The design and mechanical characteristics of the robots (e.g. the use of brushless servomotors) make the process more smooth and reproducible, as mechanical movements are giving rise to a reduced number of particles.

Examples of gloveless fully sealed isolators inclusive of a robotic, GMP compliant arm were already presented in 2015 for the modular small-scale manufacturing of personalised, cytotoxic materials used for clinical trials.

Maintenance of the closed system may be also, at least partly, automated, for example by mean of haptic devices operated by remote to run the procedure the robotic arm needs to perform. Implementation of PAT tools and artificial intelligence algorithms offers opportunities for the continuous monitoring of the machinery, thus preventing malfunctioning and potential failures.
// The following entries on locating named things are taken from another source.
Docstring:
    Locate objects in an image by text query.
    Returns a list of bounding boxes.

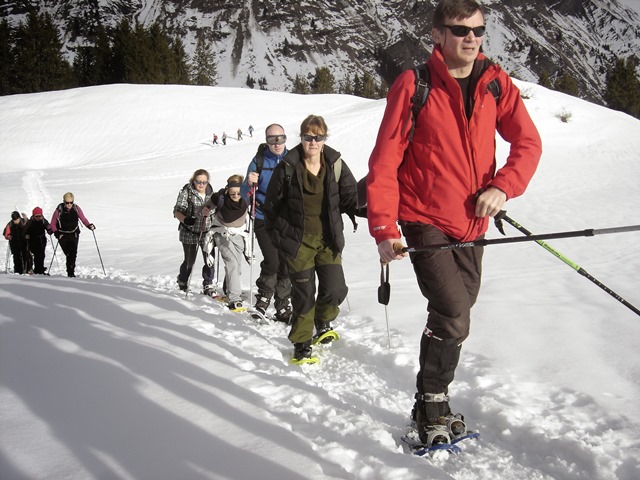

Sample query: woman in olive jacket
[263,115,357,363]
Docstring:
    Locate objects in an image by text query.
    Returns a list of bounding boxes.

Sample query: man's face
[431,11,484,70]
[267,126,286,156]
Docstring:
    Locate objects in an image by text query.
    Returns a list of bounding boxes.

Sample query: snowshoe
[289,342,320,365]
[311,327,340,345]
[227,300,247,312]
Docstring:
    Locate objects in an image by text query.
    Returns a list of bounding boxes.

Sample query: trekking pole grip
[393,242,406,255]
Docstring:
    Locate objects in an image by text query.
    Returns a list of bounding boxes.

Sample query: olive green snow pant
[288,234,348,343]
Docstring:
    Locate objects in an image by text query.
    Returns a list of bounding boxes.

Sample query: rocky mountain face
[0,0,640,102]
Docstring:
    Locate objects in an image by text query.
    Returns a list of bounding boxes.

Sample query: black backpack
[409,63,502,141]
[358,63,502,209]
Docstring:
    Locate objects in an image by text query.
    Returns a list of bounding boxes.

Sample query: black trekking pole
[378,262,391,349]
[91,230,107,277]
[47,233,60,275]
[47,238,60,274]
[249,183,258,305]
[394,225,640,253]
[495,210,640,315]
[4,242,11,273]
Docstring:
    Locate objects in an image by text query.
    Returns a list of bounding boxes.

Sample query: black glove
[355,207,367,218]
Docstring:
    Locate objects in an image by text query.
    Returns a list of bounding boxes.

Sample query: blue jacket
[240,148,288,220]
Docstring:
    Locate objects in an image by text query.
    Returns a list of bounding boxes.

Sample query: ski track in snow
[63,268,640,480]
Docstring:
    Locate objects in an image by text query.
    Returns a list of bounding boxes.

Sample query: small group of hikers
[212,125,253,145]
[5,0,542,445]
[174,115,359,361]
[175,0,542,445]
[4,192,96,277]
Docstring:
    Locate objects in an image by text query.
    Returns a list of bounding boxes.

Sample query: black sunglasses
[267,135,287,145]
[443,25,487,37]
[302,135,327,143]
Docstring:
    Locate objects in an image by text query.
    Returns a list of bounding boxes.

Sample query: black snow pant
[9,241,31,275]
[254,219,291,310]
[29,235,47,275]
[58,232,80,277]
[402,223,483,394]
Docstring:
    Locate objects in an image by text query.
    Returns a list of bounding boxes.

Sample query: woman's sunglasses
[443,25,487,37]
The so gathered data may also prove very useful to run simulations of the process and optimization of the operative parameters. Artificial intelligence may be in place to run the automated monitoring and to detect defective finished products.

Automated filling machines allow for a high flexibility of batch’s size, from few hundreds of vials per hour up to some thousands. The transfer of containers along the different stations of the process is also automated. The implementation of this type of processes is usually associated with the use of pre-sterilised, single-use materials automatically inserted within the isolator (e.g. primary containers and closures, beta bags and disposal waste bags).
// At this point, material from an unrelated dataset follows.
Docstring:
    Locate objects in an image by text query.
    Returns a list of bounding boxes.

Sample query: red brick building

Automation may also refer to microbial monitoring and particle sampling operations to be run into cleanrooms, in line with the final goal to eliminate the need of human intervention.
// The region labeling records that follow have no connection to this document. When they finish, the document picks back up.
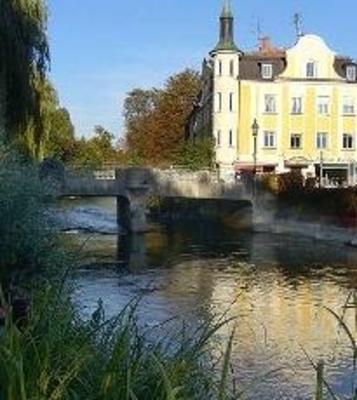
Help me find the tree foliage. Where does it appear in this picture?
[176,138,214,170]
[124,69,200,165]
[0,0,49,141]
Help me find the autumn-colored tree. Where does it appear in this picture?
[124,69,201,165]
[71,126,120,169]
[0,0,49,141]
[44,107,76,163]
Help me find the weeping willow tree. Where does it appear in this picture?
[0,0,49,157]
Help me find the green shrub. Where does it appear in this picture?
[0,285,237,400]
[0,148,68,282]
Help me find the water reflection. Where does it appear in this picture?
[64,198,357,400]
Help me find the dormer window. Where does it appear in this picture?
[306,61,317,79]
[346,65,357,82]
[262,64,273,79]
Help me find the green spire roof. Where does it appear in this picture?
[221,0,233,18]
[214,0,239,51]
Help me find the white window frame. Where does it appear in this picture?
[263,130,277,149]
[217,60,223,76]
[346,65,357,82]
[229,92,234,112]
[290,132,302,150]
[216,129,222,147]
[216,92,223,112]
[229,60,235,77]
[342,95,356,115]
[264,94,277,114]
[228,129,234,147]
[316,132,328,150]
[291,96,302,115]
[305,60,317,79]
[342,132,355,150]
[261,63,273,79]
[317,95,331,115]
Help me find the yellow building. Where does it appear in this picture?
[189,1,357,182]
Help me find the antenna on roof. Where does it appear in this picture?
[251,17,263,46]
[294,13,304,39]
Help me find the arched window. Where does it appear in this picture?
[229,60,234,76]
[229,129,233,147]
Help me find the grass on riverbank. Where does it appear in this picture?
[0,286,238,400]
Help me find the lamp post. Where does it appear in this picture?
[252,118,259,176]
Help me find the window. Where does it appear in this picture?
[218,60,223,76]
[264,94,276,114]
[346,65,357,82]
[229,93,234,112]
[290,133,301,149]
[217,92,222,112]
[316,132,327,150]
[317,96,330,115]
[306,61,316,79]
[342,133,354,150]
[262,64,273,79]
[229,60,234,76]
[264,131,276,148]
[291,97,302,114]
[343,96,355,115]
[229,129,233,147]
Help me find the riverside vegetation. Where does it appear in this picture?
[0,149,245,400]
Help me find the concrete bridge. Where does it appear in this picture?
[59,168,253,232]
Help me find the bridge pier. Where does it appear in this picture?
[115,168,150,233]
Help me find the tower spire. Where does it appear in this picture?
[221,0,233,18]
[215,0,238,51]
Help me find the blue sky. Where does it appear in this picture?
[49,0,357,137]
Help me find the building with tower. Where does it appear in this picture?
[188,0,357,183]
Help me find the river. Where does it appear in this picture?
[57,199,357,400]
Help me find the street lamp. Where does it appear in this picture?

Comparison of risks vs manual processes

A comparison of risks relative to various types of aseptic preparation processes typically run within a hospital pharmacy and performed, respectively, using a robot plus peristaltic pump or a manual process was published in 2019 in Pharm. Technol. in Hospital Pharmacy.

Production “on demand” of tailor-made preparations has been identified by authors as the more critical process, for which no significant difference in productivity is present between the manual and automated process. The robotic process proved to be superior for standardised preparations either from ready to use solutions or mixed cycles. A risk analysis run using the Failure Modes Effects and Criticality Analysis (FMECA) showed a lower level of associated risk.